No useful purpose would be served by reciting the details of the case record data available already at the time of the commitment or of the evidence at the recent release application hearing or of subsequent developments (such as the child’s having twice run away to his home). Suffice it to state that there is justification for the intimation of the Jewish Child Care Association of New York, Inc., that it now contemplates filing a superseding cross petition for transfer (above-described reserved control B), in order to be freed of a responsibility- which it was originally disinclined to assume and which, after initial progress while the parents co-operated, it regards as a hopeless undertaking at the present stage.

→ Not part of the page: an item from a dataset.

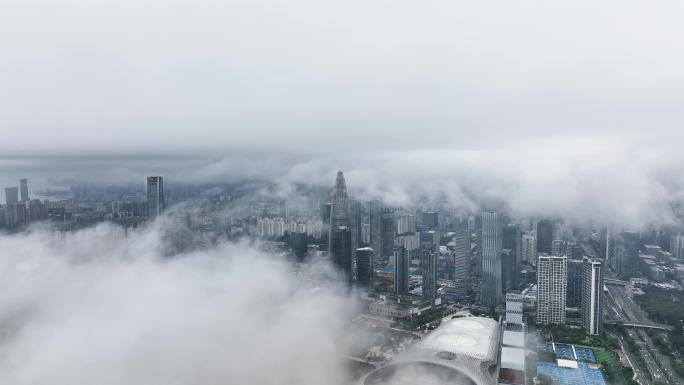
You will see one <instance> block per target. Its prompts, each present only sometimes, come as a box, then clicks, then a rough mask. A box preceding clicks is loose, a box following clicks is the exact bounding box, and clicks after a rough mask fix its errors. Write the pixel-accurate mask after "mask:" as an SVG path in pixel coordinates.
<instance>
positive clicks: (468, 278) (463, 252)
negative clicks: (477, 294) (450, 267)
mask: <svg viewBox="0 0 684 385" xmlns="http://www.w3.org/2000/svg"><path fill="white" fill-rule="evenodd" d="M451 242H453V250H452V253H453V256H454V286H456V293H457V294H458V295H459V296H461V297H465V296H467V295H468V292H469V291H470V233H468V232H467V231H460V232H457V233H456V235H454V237H453V238H452V241H451Z"/></svg>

*1059Under all the circumstances the practical course now is simply to grant the pending release application and restore the court’s direct jurisdiction by placing the child on probation (pursuant to N. Y. City Dom. Eel. Ct. Act, § 86, subd. 1; § 83, subd. [li], second paragraph), one of the conditions of which, hereby imposed, is an examination of the child and its parents by Dr. Helen Montague, Director of the Court’s Bureau of Clinical Services, 135 East 22d Street, New York City, at a date to be arranged, and thereafter treatment in that clinic if Dr. Montague so advise.

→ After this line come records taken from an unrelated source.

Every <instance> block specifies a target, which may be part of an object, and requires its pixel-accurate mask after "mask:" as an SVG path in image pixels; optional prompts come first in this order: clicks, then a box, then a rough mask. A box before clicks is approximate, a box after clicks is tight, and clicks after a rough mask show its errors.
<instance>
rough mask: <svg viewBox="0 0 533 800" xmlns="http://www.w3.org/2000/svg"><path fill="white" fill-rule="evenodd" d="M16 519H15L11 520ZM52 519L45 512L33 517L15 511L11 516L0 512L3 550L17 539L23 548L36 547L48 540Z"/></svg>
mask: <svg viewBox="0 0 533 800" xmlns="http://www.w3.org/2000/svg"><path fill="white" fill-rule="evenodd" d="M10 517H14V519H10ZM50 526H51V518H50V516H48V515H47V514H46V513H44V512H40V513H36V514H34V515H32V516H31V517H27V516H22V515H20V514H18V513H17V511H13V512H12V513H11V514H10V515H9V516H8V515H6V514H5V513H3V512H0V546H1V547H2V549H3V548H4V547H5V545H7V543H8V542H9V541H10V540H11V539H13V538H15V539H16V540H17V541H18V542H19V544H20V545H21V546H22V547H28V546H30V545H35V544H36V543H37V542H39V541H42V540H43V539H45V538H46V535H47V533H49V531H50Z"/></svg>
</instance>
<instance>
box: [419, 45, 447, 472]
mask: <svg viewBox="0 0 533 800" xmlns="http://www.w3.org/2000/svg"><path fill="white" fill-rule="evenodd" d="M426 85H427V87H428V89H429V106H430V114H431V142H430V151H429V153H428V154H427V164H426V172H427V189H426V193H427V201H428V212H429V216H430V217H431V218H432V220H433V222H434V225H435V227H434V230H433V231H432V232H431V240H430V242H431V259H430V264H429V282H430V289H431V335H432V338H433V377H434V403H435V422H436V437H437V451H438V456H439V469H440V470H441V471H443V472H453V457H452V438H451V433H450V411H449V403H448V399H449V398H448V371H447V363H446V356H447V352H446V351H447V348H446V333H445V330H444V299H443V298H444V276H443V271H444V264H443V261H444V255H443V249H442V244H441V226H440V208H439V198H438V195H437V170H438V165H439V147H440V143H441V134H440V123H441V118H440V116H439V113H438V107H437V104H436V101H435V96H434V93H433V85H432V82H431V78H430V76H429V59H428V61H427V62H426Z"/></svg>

Such disposition is made with deep misgivings, in default of any other alternative; it can only be wishfully hoped that this grievously deprived child will not soon resume in his home, the school and the community the same maladjustment as before his removal to a controlled environment upwards of three years ago.

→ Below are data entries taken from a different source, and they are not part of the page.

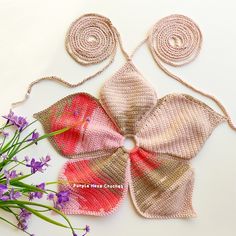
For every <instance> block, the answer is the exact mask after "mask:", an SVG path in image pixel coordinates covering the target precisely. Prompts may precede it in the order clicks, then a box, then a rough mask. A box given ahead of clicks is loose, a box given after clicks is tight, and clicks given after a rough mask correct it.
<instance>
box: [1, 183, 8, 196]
mask: <svg viewBox="0 0 236 236" xmlns="http://www.w3.org/2000/svg"><path fill="white" fill-rule="evenodd" d="M7 191H8V189H7V186H6V185H4V184H0V197H1V196H2V194H4V193H6V192H7Z"/></svg>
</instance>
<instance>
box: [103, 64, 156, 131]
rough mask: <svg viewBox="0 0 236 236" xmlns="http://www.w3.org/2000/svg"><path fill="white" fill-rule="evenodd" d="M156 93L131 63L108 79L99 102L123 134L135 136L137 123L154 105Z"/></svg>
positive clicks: (124, 67) (103, 87)
mask: <svg viewBox="0 0 236 236" xmlns="http://www.w3.org/2000/svg"><path fill="white" fill-rule="evenodd" d="M156 99H157V97H156V93H155V91H154V90H153V89H152V88H151V87H150V86H149V85H148V84H147V82H146V81H145V80H144V78H143V76H142V75H141V74H140V73H139V72H138V71H137V69H136V68H135V66H134V65H133V64H132V63H131V62H127V63H126V64H125V65H124V66H123V67H122V68H121V69H120V70H119V71H118V72H117V73H116V74H115V75H113V76H112V78H111V79H109V80H108V81H107V82H106V83H105V85H104V87H103V88H102V91H101V96H100V101H101V104H102V105H103V107H104V108H105V110H106V111H107V112H108V114H110V116H111V117H112V118H113V120H114V121H115V123H116V124H117V125H118V126H119V127H120V129H121V132H122V133H123V134H135V133H136V126H137V122H138V121H140V120H141V118H143V117H144V115H145V114H146V112H147V111H149V110H150V109H151V108H152V107H153V106H154V105H155V103H156Z"/></svg>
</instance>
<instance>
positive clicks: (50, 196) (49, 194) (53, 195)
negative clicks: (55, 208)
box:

Perhaps, when and if the mother fail in the plans for the child which she asks opportunity to try out, she may again request, and be willing to accept unconditionally, the help of Jewish Child Care Association of New York, Inc.

Meanwhile, that agency cannot fairly be expected to continue its long efforts to rehabilitate “ Joseph ” under the handicap of the parents’ hostile interference and perhaps inadequate social service personnel for the many difficult problems at Edenwald School for Boys.

For the foregoing reasons it is ordered that the petition be granted and that the child (who is now being harbored in his home after absconding from Edenwald School) be deemed delivered to the parents, subject to probation-supervision by the court according to the rules and practice of this court and the above-stated directions for examination and clinic treatment.

Notice shall be given to the parties pursuant to the subjoined direction.